Il avait donc jusqu’au lendemain pour repartir, et, voguant au hasard, dépaysé dans la vieille ville aux maisons hautes, il se promenait – le soir – attendant l’heure de rentrer au café de Dol, dans la petite rue des Écouffes, toute noire, où un Malouin lui avait dit qu’on pouvait loger. Après l’affreuse nuit précédente, le ciel était plein d’étoiles. La mer, au loin, semblait endormie, épuisée par sa fureur. Pierre Pomério allait, venait, regardant le rond lumineux que faisait, dans l’air, le cadran d’horloge de la cathédrale dans la haute flèche à jour. Il entendait aussi les bruits des tambours et des clairons sonnant la retraite par les rues étroites, et toute cette ville noire semblait maintenant assoupie ; quand il marchait, Pierre n’entendait plus que le bruit de ses propres talons sur les pavés.

Il passa sous une porte où, dans la voûte, une niche creusée laissait voir une grande madone blanche, entourée de bougies qui brûlaient derrière un vitrail. Pierre salua. Il arrivait sur les quais, et, de loin, des lumières dansaient autour d’une sorte de grande baraque d’où sortait une musique bizarre qui l’attirait.

Des gens se pressaient, se poussaient pour mieux voir devant la baraque, faite de planches et de toiles et qui montrait, éclairée au schiste, un fronton peint en rouge où Pomério lisait : Concert algérien des sultanes. Des matelots du port, des pêcheurs de la ville, des paysannes en collerettes empesées contemplaient d’en bas, bouche bée, un petit homme maigre, noir comme un charbon et coiffé d’un fez rouge, qui, l’accent singulier, la voix aigre, criait : Entrez ! entrez ! à tout ce monde et promettait des surprises, des danses d’odalisques, des chansons de harem. – « Le paradis de Mahomet au rabais », disaient des baigneurs de Paris qui, gaiement, comme à la fête de Saint-Cloud, entraient là, dédaignant la Mascotte qu’on donnait au Casino, là-bas, derrière la statue de Chateaubriand.

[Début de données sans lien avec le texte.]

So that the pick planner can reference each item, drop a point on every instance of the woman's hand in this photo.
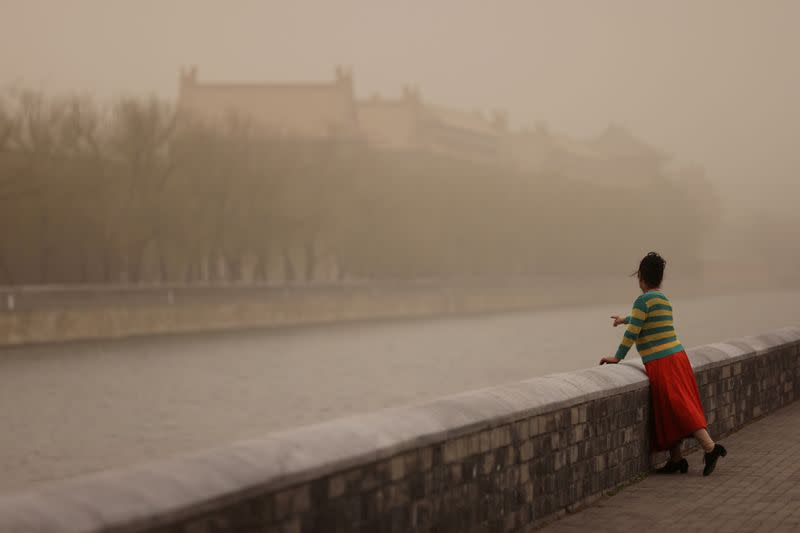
(618, 320)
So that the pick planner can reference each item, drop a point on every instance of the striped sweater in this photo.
(650, 327)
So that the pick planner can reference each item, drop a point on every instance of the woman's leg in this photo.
(704, 439)
(675, 455)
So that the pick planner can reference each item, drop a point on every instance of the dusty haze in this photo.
(711, 82)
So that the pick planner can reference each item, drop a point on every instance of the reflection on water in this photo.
(78, 408)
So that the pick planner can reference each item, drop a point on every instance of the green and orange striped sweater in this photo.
(650, 327)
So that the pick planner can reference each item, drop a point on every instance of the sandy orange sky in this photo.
(713, 82)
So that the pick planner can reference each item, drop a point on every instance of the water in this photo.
(72, 409)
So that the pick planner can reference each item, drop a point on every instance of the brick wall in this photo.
(500, 459)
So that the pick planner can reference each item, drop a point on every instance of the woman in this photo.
(677, 412)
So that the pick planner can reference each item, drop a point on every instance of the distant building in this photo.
(331, 110)
(296, 109)
(410, 124)
(614, 157)
(407, 123)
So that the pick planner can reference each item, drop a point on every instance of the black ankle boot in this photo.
(671, 467)
(711, 458)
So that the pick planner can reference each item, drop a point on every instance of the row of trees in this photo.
(134, 193)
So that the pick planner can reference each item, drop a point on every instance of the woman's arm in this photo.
(635, 322)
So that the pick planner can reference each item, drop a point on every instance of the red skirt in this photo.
(676, 408)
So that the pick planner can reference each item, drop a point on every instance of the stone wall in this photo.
(505, 458)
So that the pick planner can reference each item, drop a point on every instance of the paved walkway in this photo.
(755, 488)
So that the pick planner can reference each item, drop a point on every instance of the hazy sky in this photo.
(710, 82)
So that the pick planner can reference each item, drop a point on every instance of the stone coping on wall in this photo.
(151, 494)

Et la voix, le patois semi-italien, semi-levantin, du petit homme jetait dans la nuit des appels de trompette qui intriguaient le gars breton :

- Venez, venez voir la belle Kadoudja, Kadja, la fille de l’émir de Biskra, la plus jolie fille de l’Algérie, qui aura l’honneur de danser devant la très honorable société la danse des almées de Tanger et des Kabiles du désert.

Il ne savait pas, Pierre Pomério, il ne savait guère ce qu’était un émir, et le boniment de l’impresario lui faisait l’effet du baragouin qu’il entendait, deux jours auparavant, dans King-Street. Mais ces noms lui plaisaient, bruissaient doucement, sonnaient bien à son oreille : Kadja, Biskra, l’émir, le désert ! Il sentait s’éveiller en lui des curiosités, comme devant les livres et les contes du vieux Yan.

- Entre ! entrez ! Suivez le monde !

Pierre entra, fendant un flot de gens et, derrière la porte de toile, une fois assis sur un banc qu’on lui désigna, regardait devant lui, ses yeux bleus agrandis. Il fut ébloui brusquement.

Il lui semblait qu’il entrait dans une de ces grottes où les fées s’assemblaient avec leurs beaux habits, dont les belles couleurs disparaissent quand on s’approche d’elles.

Là, sur un petit théâtre étroit, éclairé par des lampes puantes, deux femmes et un homme en costume d’Orient se tenaient immobiles, fixant sur le public leurs prunelles fatiguées. Public disparate où les paysans d’Ille-et-Vilaine coudoyaient les Parisiens en feutres mous et les boulevardiers en toilettes d’été.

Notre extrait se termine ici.